More recently, Tourville et al. (2008) used feedback with a shifted first formant frequency and applied SEM to the resulting fMRI data. Their results suggest an influence of the auditory cortex on right frontal areas, which according to the authors might be involved in motor correction. Christoffels et al., 2007b, see also van de Ven et al., 2009) studied self-monitoring using verbal feedback without distortion. Their data suggest a much larger network of areas involved in self-monitoring including the cingulate cortex, the bilateral insula, the SMA, bilateral motor areas, the cerebellum, the thalamus and the basal ganglia. The SMA and/or the anterior cingulum also seem to be involved in internal speech monitoring (Möller et al., 2007).

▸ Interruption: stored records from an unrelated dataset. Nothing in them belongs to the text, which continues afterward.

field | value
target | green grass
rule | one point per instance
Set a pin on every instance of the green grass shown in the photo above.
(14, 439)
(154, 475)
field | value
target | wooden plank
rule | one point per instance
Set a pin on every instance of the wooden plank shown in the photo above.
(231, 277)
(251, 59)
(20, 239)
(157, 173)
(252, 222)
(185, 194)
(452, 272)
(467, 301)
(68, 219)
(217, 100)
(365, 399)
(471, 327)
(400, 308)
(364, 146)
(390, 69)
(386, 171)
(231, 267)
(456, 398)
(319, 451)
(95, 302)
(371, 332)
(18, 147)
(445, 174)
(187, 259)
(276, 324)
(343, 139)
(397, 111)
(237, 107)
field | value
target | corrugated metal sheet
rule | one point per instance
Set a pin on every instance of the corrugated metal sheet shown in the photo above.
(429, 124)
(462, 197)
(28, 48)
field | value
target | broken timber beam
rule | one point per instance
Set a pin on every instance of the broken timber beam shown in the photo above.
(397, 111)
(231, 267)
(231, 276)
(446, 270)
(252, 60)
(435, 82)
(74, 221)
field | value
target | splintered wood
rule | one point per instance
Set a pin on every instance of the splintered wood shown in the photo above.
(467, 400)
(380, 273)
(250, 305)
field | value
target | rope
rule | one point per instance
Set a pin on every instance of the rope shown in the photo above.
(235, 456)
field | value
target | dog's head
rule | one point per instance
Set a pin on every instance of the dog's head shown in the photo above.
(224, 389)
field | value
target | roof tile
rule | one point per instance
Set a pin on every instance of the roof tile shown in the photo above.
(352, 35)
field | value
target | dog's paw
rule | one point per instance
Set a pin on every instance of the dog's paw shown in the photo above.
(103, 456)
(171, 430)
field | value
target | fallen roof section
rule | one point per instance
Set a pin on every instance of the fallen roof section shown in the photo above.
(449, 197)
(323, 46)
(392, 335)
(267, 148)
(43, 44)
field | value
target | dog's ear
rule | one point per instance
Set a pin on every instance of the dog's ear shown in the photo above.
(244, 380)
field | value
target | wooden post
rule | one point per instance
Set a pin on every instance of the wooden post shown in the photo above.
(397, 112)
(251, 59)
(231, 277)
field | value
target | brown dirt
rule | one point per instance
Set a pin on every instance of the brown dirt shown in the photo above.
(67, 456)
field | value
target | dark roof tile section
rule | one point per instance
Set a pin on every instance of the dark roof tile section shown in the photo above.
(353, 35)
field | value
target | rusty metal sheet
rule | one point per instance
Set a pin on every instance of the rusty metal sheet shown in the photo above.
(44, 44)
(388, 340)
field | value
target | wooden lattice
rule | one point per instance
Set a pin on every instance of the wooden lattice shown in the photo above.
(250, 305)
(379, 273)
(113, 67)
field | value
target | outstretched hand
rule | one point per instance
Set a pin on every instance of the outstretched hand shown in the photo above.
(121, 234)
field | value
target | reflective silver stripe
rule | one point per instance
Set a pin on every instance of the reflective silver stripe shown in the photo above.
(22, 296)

Recent neurocognitive research has considerably increased the available evidence on the time course of component processes of word production and on the time course of activation in specific brain regions during picture naming. Furthermore this research field has moved beyond a mere mapping approach and provided highly informative data on the effects of experimental manipulations targeting specific component processes of word production. This article has attempted to evaluate and update the proposals of Indefrey and Levelt (2004) with respect to the time course of word production and with respect to the involvement of brain regions in component processes in the light of more recent evidence. The time course assumptions have largely been confirmed, requiring only some minor adaptations. For the proposed brain structure/function relationships there are varying degrees of supporting and problematic evidence, but as yet no downright falsifications. Adaptations of the original assumptions include the involvement of a more restricted dorsal area within the left IFG in syllabification, the involvement of other parts of the left inferior frontal gyrus in phonetic encoding and/or articulatory planning as well as a probable, yet to date unclear role of the inferior parietal cortex in word production.
The author declares that the research was conducted in the absence of any commercial or financial relationships that could be construed as a potential conflict of interest.
1I would like to thank Stephen Wilson for bringing the logopenic PPA to my attention.